L’industria turistica è stata colpita e quasi affondata dalla pandemia. A livello mondiale si è registrata nel 2020 una perdita di 1300 miliardi di dollari, undici volte superiore alla crisi economica del 2009. Un processo di crescita ininterrotto da mezzo secolo si è bloccato, ma riprenderà rapidamente. Perché c’è desiderio di muoversi da parte delle famiglie e voglia di innovare da parte degli operatori.
Non c’è da stupirsi se il mercato immobiliare alberghiero nel 2020 ha registrato, rispetto agli altri comparti, la contrazione più significativa, con un fatturato diminuito di circa il 70% rispetto al 2019. La contrazione appare più marcata perché si confronta con dodici mesi eccezionali, nei quali sono state raggiunte le migliori performance di investimento del comparto. Gli investimenti hanno raggiunto il miliardo di euro, con un calo netto rispetto al 2019, quando erano stati realizzati 3,4 miliardi di euro. Il risultato è riconducibile prevalentemente al clima di incertezza provocato dalla pandemia e aumentato dalla concentrazione di investimenti in portafogli nel 2019.

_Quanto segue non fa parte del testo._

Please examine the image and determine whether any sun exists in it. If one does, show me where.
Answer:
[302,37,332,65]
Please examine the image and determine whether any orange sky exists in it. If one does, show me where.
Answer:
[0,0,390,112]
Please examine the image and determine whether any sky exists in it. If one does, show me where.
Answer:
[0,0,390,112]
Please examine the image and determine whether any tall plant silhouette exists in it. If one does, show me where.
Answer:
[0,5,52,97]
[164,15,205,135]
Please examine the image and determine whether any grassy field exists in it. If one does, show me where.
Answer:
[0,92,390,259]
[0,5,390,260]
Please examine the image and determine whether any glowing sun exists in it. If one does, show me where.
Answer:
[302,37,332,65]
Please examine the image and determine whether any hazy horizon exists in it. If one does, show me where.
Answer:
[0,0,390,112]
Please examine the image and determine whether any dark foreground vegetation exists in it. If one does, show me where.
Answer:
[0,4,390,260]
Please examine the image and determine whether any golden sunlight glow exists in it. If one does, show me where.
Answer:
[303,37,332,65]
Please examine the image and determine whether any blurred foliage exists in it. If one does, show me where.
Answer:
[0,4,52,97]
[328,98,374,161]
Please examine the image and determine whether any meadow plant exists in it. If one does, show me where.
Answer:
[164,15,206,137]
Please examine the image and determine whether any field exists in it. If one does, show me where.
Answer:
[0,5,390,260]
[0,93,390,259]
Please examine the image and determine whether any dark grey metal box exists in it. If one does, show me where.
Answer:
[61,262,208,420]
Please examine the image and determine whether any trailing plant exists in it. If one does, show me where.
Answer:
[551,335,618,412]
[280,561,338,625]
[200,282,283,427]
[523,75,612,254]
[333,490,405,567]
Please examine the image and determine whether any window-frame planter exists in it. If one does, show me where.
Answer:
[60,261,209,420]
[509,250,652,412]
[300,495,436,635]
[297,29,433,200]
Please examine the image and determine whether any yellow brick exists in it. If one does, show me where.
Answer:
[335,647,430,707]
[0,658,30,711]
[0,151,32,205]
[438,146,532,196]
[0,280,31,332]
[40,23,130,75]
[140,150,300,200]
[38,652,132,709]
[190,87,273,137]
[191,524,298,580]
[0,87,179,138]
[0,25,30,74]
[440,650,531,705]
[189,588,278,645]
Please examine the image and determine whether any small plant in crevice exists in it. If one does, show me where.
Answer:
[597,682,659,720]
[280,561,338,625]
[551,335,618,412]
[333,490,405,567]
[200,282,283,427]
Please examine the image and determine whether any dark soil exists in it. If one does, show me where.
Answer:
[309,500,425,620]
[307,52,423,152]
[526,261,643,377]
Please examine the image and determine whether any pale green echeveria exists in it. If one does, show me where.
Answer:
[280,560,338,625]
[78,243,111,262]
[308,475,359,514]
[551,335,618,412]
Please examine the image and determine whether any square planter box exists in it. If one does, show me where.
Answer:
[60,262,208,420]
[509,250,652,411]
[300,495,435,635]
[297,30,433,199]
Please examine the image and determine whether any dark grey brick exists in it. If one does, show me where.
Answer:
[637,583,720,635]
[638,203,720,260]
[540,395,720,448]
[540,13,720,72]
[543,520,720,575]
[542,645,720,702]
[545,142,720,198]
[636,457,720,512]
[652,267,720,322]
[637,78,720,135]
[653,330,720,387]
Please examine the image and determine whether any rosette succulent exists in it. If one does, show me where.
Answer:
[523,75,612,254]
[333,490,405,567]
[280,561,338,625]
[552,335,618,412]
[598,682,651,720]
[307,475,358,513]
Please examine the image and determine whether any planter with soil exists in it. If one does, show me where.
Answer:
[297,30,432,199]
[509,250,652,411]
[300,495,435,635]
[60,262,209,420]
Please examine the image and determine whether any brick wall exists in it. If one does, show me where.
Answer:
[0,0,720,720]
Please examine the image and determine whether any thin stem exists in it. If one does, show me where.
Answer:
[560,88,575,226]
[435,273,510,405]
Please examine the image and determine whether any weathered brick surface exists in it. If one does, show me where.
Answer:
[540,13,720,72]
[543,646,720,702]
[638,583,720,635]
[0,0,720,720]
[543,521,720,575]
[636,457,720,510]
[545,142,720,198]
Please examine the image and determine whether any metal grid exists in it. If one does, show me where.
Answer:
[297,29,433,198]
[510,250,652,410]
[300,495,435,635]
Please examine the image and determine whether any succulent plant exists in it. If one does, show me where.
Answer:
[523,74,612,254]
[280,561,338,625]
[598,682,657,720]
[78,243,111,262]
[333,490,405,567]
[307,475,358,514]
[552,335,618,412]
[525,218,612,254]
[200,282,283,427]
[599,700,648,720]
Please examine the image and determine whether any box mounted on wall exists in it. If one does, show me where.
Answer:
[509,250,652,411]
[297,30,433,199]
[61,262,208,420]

Nonostante le difficoltà, permane fra gli operatori la fiducia nel settore, in particolare per i trophy asset e le operazioni opportunistiche, soprattutto se localizzate in prime location italiane come Venezia, Roma, Firenze e Milano e in secondary location se si tratta di località di vacanza.
A livello europeo nel 2020 il mercato ha toccato il minimo del secolo con dodici miliardi di euro transati (meno 68% sull’anno precedente). Negli ultimi mesi, è in corso una ripresa che dovrebbe portare gli scambi a diciannove miliardi di euro a fine anno. Si prevede che solo nel 2023 si potrà superare l’anno record 2019 con oltre quaranta miliari di euro di scambi.
La crisi pandemica ha colpito anche il mercato della locazione breve, con un calo dell’80% nel 2020. Anche in questo ambito, è in corso una ripresa che dovrebbe portare a circa 300mila contratti nel corso del 2021.